Traditionell haben die USA sog Vereinbarungen über die nukleare Teilhabe. Dabei handelt es sich um umstrittene Vereinbarungen mit Gastländern, NATO-Verbündeten in Kriegszeiten Nuklearwaffen zur Verfügung zu stellen.
In den letzten Wochen ist durchgesickert, dass die USA nicht fünf, sondern sieben solcher Abkommen (unter anderem mit Griechenland und der Türkei) haben. Sogar aufstrebende NATO-Mitglieder wie Schweden und Finnland haben sich freiwillig bereit erklärt, Atomwaffen zu hosten. Neun sind es bereits, und es ist ein offenes Geheimnis, dass auch osteuropäische Mitgliedsstaaten ihre Türen öffnen.
Die USA wollen Länder zu ständigen Gastgeberländern von Atomwaffen „befördern“.
Dann haben die USA ein System von Erweiterte Abschreckung: die Entfaltung eines „atomaren Schirms“ über gefährdeten Ländern wie Japan und Südkorea. Es wird gefordert, solche Länder zu ständigen Gastländern von US-Atomwaffen zu „befördern“, und sei es nur, um diese Länder daran zu hindern, ihr eigenes Atomprogramm zu starten.
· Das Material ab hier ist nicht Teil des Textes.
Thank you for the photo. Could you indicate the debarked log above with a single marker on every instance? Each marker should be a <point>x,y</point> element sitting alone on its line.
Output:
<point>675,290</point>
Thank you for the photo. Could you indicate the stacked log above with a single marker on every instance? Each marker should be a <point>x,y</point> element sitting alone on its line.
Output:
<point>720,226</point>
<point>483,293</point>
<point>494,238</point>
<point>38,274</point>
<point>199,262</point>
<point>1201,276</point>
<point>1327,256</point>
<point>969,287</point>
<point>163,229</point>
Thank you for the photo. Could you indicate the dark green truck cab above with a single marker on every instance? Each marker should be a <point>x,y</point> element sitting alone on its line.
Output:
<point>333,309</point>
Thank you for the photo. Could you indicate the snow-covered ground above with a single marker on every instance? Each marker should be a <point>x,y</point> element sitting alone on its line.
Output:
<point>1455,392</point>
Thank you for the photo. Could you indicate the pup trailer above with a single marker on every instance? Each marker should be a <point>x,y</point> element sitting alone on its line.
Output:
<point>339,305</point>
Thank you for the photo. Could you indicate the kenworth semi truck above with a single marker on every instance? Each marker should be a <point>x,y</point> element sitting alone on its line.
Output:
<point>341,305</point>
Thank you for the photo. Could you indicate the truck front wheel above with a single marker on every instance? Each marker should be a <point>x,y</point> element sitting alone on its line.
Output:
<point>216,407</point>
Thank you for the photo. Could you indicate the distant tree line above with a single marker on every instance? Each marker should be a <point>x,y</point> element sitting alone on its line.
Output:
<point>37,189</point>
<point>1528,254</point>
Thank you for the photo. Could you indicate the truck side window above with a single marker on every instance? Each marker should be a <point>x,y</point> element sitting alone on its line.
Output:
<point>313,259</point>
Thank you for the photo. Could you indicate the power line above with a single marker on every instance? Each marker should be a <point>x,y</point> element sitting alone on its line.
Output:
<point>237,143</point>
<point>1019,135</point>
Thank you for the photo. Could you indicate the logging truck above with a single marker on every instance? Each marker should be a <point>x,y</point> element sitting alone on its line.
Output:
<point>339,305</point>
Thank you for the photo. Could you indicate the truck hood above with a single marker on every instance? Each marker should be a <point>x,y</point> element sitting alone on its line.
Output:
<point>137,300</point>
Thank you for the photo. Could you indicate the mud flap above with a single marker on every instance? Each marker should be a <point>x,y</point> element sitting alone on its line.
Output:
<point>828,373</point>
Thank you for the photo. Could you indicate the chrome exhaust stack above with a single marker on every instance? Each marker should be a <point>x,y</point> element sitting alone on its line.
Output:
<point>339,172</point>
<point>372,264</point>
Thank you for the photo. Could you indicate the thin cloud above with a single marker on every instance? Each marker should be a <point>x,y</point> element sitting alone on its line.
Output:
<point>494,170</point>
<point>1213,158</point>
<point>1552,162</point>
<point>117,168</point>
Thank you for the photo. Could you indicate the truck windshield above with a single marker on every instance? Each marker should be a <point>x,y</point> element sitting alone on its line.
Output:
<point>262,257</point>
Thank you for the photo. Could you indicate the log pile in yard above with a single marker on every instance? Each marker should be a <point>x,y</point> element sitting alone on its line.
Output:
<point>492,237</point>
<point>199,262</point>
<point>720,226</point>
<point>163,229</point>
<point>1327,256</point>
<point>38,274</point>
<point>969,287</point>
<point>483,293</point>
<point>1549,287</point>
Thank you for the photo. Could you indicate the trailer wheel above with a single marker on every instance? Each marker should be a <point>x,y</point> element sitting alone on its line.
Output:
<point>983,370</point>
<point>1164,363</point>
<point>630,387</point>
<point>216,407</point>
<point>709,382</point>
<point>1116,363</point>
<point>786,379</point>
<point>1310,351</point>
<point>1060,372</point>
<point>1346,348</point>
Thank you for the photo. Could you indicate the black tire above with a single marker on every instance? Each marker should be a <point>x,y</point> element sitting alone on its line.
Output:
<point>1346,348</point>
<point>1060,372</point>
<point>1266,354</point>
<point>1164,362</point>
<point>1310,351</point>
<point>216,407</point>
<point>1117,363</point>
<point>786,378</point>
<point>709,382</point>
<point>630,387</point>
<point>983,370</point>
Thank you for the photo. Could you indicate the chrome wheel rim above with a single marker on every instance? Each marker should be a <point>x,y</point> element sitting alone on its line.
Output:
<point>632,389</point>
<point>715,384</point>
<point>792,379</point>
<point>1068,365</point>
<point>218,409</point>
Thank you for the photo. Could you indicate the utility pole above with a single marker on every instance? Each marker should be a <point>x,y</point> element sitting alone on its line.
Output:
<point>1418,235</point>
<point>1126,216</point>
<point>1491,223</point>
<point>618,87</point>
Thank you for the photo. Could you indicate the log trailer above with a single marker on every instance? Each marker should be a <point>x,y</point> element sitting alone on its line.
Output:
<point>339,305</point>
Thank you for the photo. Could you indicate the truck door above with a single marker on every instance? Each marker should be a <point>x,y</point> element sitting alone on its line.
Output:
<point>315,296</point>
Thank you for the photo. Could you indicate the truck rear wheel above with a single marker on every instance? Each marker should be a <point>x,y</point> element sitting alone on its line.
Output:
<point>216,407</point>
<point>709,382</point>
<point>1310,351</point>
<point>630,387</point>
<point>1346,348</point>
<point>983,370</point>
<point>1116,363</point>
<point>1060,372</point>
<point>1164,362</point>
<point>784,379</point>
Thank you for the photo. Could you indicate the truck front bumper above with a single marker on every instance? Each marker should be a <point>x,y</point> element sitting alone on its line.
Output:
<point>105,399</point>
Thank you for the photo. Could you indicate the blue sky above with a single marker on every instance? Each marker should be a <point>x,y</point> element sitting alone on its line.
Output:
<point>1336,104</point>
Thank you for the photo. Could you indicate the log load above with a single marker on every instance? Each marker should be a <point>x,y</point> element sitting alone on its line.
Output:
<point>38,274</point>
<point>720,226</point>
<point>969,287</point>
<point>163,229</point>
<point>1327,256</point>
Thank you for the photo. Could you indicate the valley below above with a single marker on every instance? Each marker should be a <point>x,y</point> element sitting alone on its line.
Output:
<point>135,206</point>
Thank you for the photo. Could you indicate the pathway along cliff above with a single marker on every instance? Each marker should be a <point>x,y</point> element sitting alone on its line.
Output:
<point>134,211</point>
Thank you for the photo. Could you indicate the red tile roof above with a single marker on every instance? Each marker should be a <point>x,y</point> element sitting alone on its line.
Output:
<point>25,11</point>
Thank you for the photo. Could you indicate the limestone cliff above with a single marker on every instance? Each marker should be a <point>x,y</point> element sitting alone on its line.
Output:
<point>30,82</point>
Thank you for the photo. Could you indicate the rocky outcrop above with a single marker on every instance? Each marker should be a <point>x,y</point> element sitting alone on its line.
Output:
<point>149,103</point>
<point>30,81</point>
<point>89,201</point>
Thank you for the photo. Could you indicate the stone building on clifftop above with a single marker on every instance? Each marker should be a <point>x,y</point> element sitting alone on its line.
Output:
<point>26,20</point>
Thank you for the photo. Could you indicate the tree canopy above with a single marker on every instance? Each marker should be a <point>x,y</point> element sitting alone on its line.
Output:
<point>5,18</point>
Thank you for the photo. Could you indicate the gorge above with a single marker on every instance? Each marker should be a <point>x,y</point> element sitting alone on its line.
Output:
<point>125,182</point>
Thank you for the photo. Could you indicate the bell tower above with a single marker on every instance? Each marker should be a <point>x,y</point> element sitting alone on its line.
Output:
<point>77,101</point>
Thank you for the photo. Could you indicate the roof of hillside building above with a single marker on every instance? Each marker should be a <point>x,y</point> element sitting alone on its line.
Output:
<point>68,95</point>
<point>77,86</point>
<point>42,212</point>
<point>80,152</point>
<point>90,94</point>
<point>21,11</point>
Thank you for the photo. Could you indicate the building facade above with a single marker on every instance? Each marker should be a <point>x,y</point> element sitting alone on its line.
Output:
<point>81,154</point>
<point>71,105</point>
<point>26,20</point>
Die Atomkiste der Pandora wurde geöffnet.
Schließlich erschien Ende Oktober in den USA ein sehr wichtiges Dokument, das Überprüfung der nuklearen Haltung 2022. Eine der bemerkenswertesten Aussagen ist, dass die USA die ersten sein werden, die Atomwaffen gegen „fundamentale Bedrohungen“ einsetzen werden.
Putins Krieg bringt viel in Gang
Putins Krieg hat sicherlich dazu beigetragen, dass US-Präsident Joe Biden so spät damit kam. Er dachte eine Zeit lang, dass er die amerikanische Atomwaffe nur zur Abschreckung einer Atomwaffe einsetzen würde, nicht gegen eine grundlegende Bedrohung.
Es ist also überall chaotisch. Putin hat sich noch nicht getraut, Atomwaffen in der Ukraine einzusetzen, aber er hat es geschafft, viele andere Länder dazu zu bewegen, in diesem Bereich tätig zu werden.